INFO HikariPool-1 - Start completed. Pool size: 20, Idle connections: 10
INFO Hibernate: create table forge_products (
id bigint not null auto_increment,
name varchar(100) not null,
price decimal(12,2) not null,
category_id bigint,
created_at datetime(6) not null,
updated_at datetime(6) not null,
primary key (id)
) engine=InnoDB
INFO Hibernate: create index idx_product_name on forge_products (name)
INFO Hibernate: create index idx_product_category on forge_products (category_id)
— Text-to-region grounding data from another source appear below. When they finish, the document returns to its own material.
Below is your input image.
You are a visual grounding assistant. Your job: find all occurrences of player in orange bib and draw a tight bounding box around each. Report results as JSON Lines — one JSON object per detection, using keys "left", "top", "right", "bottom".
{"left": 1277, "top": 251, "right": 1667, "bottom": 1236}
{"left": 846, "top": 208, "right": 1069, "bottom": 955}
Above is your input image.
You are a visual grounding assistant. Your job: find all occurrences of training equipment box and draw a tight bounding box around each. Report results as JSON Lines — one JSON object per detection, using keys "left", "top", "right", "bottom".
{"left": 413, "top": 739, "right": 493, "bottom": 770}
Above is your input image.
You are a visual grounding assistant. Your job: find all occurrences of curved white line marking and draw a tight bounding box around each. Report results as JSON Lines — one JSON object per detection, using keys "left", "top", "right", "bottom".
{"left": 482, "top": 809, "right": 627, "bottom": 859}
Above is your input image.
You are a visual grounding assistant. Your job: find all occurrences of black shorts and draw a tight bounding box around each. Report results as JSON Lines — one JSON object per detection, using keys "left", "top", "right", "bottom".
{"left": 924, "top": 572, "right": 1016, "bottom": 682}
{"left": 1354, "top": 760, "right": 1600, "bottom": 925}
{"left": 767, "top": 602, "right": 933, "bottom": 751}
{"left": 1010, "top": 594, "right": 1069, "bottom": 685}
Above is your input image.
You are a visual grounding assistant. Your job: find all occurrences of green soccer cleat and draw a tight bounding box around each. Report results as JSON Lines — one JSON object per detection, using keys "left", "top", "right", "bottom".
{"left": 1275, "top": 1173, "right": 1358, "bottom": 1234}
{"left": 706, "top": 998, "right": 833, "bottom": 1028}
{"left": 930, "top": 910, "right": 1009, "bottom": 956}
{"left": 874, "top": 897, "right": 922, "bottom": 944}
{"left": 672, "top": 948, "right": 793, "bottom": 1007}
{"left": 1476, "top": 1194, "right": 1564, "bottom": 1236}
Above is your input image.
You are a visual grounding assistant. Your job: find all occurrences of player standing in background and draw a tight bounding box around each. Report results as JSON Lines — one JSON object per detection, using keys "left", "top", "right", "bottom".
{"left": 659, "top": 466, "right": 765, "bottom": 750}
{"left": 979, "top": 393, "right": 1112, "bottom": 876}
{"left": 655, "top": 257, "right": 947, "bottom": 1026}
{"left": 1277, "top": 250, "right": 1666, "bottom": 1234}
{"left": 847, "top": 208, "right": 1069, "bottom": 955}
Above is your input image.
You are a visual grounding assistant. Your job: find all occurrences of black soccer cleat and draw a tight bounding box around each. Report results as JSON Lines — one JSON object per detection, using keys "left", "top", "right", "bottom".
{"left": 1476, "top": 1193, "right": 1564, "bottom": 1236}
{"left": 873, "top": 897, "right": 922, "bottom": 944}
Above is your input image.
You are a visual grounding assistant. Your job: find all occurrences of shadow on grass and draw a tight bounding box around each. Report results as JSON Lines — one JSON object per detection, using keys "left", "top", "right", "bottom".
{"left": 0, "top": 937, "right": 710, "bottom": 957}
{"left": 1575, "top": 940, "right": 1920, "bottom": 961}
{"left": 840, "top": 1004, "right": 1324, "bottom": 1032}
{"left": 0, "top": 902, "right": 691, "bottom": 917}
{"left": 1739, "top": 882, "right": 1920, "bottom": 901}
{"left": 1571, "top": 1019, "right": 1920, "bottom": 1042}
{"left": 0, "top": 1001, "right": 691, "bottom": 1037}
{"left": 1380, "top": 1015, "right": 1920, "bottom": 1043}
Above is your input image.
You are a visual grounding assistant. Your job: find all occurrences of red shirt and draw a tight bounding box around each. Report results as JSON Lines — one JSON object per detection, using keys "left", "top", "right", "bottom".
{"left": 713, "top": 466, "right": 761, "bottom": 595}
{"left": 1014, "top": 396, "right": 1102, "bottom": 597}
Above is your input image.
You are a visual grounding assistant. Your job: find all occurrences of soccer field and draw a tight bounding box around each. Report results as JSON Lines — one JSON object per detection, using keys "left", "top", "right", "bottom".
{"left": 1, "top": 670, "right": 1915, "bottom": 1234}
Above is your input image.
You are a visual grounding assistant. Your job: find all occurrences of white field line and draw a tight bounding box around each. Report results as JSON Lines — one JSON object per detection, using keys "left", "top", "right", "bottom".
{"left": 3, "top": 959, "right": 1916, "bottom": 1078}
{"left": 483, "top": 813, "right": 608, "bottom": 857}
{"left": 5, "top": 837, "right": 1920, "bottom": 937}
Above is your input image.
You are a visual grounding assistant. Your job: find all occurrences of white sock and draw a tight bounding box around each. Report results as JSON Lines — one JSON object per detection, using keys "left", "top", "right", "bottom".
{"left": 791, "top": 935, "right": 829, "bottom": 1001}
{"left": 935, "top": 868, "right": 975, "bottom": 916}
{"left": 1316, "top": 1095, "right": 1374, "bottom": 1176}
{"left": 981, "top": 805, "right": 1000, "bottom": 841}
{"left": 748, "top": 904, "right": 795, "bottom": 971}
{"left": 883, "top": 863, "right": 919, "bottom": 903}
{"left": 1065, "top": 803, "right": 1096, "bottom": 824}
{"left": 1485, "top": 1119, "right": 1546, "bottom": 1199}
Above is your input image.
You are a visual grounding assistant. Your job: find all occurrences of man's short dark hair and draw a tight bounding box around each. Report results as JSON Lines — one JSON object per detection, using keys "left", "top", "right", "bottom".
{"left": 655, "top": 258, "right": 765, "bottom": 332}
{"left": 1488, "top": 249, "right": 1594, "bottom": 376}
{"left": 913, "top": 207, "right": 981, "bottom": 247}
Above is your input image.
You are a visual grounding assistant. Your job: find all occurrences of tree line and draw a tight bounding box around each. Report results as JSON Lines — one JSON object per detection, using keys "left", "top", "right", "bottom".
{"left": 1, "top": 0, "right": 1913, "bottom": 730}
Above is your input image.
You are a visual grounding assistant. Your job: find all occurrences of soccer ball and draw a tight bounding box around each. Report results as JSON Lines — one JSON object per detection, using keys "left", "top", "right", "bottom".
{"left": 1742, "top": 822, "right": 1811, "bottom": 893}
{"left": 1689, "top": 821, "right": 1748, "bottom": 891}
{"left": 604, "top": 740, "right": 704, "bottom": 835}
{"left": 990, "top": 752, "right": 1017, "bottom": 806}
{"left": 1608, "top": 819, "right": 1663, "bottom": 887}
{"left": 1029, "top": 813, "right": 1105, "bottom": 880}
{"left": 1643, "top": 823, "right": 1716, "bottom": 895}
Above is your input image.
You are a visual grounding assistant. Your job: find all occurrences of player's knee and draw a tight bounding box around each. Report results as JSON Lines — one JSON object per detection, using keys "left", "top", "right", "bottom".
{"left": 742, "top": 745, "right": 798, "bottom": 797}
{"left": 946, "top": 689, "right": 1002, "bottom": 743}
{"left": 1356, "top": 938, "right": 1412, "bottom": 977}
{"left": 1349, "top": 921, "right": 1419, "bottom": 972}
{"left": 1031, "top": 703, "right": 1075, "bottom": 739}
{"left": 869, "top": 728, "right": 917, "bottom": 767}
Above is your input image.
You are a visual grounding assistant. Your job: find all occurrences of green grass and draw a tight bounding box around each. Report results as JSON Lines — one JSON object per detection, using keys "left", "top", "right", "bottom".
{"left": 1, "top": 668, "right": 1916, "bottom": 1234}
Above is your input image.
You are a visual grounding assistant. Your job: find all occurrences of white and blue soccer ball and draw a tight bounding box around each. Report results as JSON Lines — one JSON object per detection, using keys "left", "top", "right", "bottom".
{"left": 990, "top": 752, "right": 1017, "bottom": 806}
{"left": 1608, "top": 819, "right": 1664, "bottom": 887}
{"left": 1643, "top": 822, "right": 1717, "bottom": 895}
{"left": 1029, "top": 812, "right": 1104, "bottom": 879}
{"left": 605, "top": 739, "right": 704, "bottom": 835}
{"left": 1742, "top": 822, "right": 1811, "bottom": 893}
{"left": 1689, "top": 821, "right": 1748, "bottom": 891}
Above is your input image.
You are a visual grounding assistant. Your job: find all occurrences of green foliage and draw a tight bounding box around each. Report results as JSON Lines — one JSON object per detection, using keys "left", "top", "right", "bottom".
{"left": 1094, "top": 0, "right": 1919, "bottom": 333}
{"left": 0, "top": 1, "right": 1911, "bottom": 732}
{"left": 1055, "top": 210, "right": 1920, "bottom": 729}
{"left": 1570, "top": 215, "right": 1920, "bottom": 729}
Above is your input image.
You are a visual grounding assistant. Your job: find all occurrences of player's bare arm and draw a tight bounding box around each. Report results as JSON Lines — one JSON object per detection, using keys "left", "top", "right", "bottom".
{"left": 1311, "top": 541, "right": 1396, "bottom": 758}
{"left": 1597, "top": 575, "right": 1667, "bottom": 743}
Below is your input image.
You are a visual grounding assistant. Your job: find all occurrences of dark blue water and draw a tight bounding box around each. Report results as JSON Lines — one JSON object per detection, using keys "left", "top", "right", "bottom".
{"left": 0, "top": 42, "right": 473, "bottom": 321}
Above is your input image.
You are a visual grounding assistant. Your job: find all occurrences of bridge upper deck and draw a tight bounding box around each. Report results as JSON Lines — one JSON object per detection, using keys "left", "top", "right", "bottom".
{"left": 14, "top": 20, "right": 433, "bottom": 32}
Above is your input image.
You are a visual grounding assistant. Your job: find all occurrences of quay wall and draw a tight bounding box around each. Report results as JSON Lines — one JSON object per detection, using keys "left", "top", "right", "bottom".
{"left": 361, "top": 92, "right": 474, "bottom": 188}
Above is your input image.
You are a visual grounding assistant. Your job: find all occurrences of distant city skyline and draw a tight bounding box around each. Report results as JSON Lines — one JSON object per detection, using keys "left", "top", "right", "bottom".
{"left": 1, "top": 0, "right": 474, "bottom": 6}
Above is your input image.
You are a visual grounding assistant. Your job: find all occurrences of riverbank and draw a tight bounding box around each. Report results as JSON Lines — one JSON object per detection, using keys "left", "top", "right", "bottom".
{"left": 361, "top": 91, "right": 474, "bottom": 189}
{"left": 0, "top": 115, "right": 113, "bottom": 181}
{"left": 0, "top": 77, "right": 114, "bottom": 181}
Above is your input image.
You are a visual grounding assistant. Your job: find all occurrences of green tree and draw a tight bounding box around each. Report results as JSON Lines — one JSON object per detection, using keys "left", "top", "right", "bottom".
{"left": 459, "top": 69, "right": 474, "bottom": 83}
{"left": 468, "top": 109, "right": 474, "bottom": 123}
- @Entity maps a Java class to a MySQL table — field names become column names by default, @Column overrides naming and adds constraints
- JpaRepository gives you
save(), findById(), findAll(), deleteById() and pagination for free — Spring Data generates the implementation at startup via reflection - Method-name-derived queries (findByNameContainingIgnoreCase) are parsed and validated at startup — if the field name does not exist on the entity, the application will not start
- @Query with JPQL operates on entity class names and field names, not table and column names — it is database-agnostic but Hibernate still validates it at startup
- The Persistence Context (first-level cache) tracks managed entities — every entity you load or save within a @Transactional method is tracked, and changes are flushed automatically at commit via dirty checking
- @Modifying is required for UPDATE and DELETE queries — without it, Hibernate refuses to execute the mutation and throws an exception at runtime
Common Mistakes and How to Avoid Them
The two most damaging mistakes with Spring Boot JPA are both invisible during development and only reveal themselves under production load. The first is the N+1 Select Problem — the application makes one query to fetch a list of parent entities and then N additional queries to fetch the associated child entities for each parent. With 10 records in your development database, this executes 11 queries and is unnoticeable. With 500 records in production, it executes 501 queries and the endpoint takes 8 seconds instead of 50 milliseconds.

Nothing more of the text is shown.